With the aim of better understanding the possible origin of this remarkable defect in optic chiasm morphogenesis, we decided to follow the growth of pioneering axons across the optic chiasm by time-lapse microscopy. We performed these experiments by injecting control or slit2 MO in atoh7:Gap-EGFP transgenic embryos, in which all RGCs are evenly labeled by the expression of a membrane form of GFP (Fig. 7 and Supplementary Videos 8-10). In the control MO situation, axons usually extended quickly from the optic nerve through the chiasm, showing very little deviation from a relatively smooth curve and with small growth cones, while slit2 morphants showed slower and more sinuous paths, with larger growth cones (Fig. 7A). These deviations resulted in defective optic chiasms, with axons crossing in a less ordered manner in all the slit2 MO-treated embryos at the end of the time-lapse acquisition (Fig. 7B and Supplementary Videos 8-10).

Figure 7.
Figure 7. slit2 knockdown reduces extension velocity and causes sporadic errors in axon growth around the optic chiasm.

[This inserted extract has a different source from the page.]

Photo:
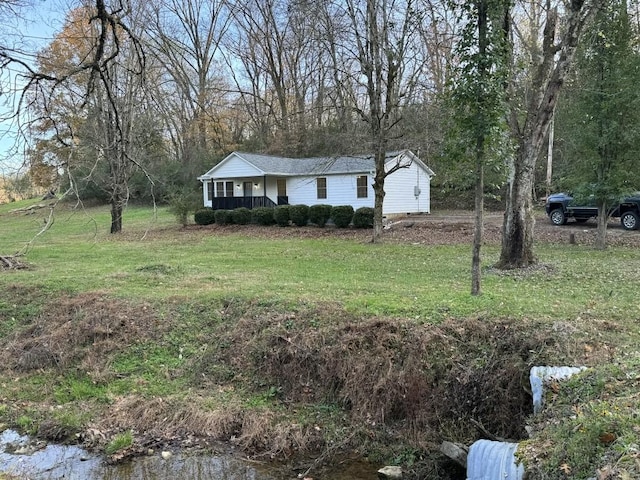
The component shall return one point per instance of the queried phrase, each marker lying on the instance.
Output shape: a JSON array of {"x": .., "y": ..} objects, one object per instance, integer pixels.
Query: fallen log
[{"x": 10, "y": 262}]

Confocal time lapse observations of pioneer optic axon growth along the area surrounding the optic chiasm, on atoh7: Gap43-EGFP (atoh7:GFP) transgenic embryos injected with control or slit2 MO. A. Sequence of selected frames from time-lapse images, where the chiasm area is seen from a frontal view, and starting with the appearance of the first axon at the optic nerve. Arrowheads: axon misrouting events. See Supplementary Videos 8-10. B. The same embryos were fixed at the end of the time-lapse experiment (at around 46 hpf) and nuclei were labeled to evidence anatomical references. The upper row shows a frontal view and the lower ones a ventral view of the embryo’s head. Brackets: clearly segregated axon bundles from each nerve in control embryo; arrowheads: misrouted axons. See Supplementary Videos 8-10. C. Pioneer axon growth cones were tracked in x-y dimensions, from a frontal view. Tracks were aligned by assigning a x=0 to the brain midline and y=0 to the diencephalon ventral border. For better visualization, all control tracks are shown coming from the left side of the graph, with a 10 µm displacement in x related to the morphant ones, which come from the right side (arrows show the predominant axon growth direction in each case). The lower part of the graph shows the averaged axon growth cone velocities for 10 µm intervals along the x axis (left-right), where axon direction is the same as for the tracks; for this representation, backward growth was considered as a negative velocity value. D. Average of axon growth cone velocities (absolute values) all along the path observed in the time-lapse experiments, for control and slit2 morphant embryos. Mean ± SD; Student’s t test. For tracking and measurements shown in C and D, 8 control MO optic nerves (from 8 different embryos) and 13 slit2 MO optic nerves (from 11 different embryos) were analyzed in 3 independent experiments. In total, 48 (6 ± 0.9 per eye; mean ± SD) control and 181 (13.9 ± 6.7 per eye; mean ± SD) slit2 MO time frames were considered in these analyses. Scale bars: 30 µm.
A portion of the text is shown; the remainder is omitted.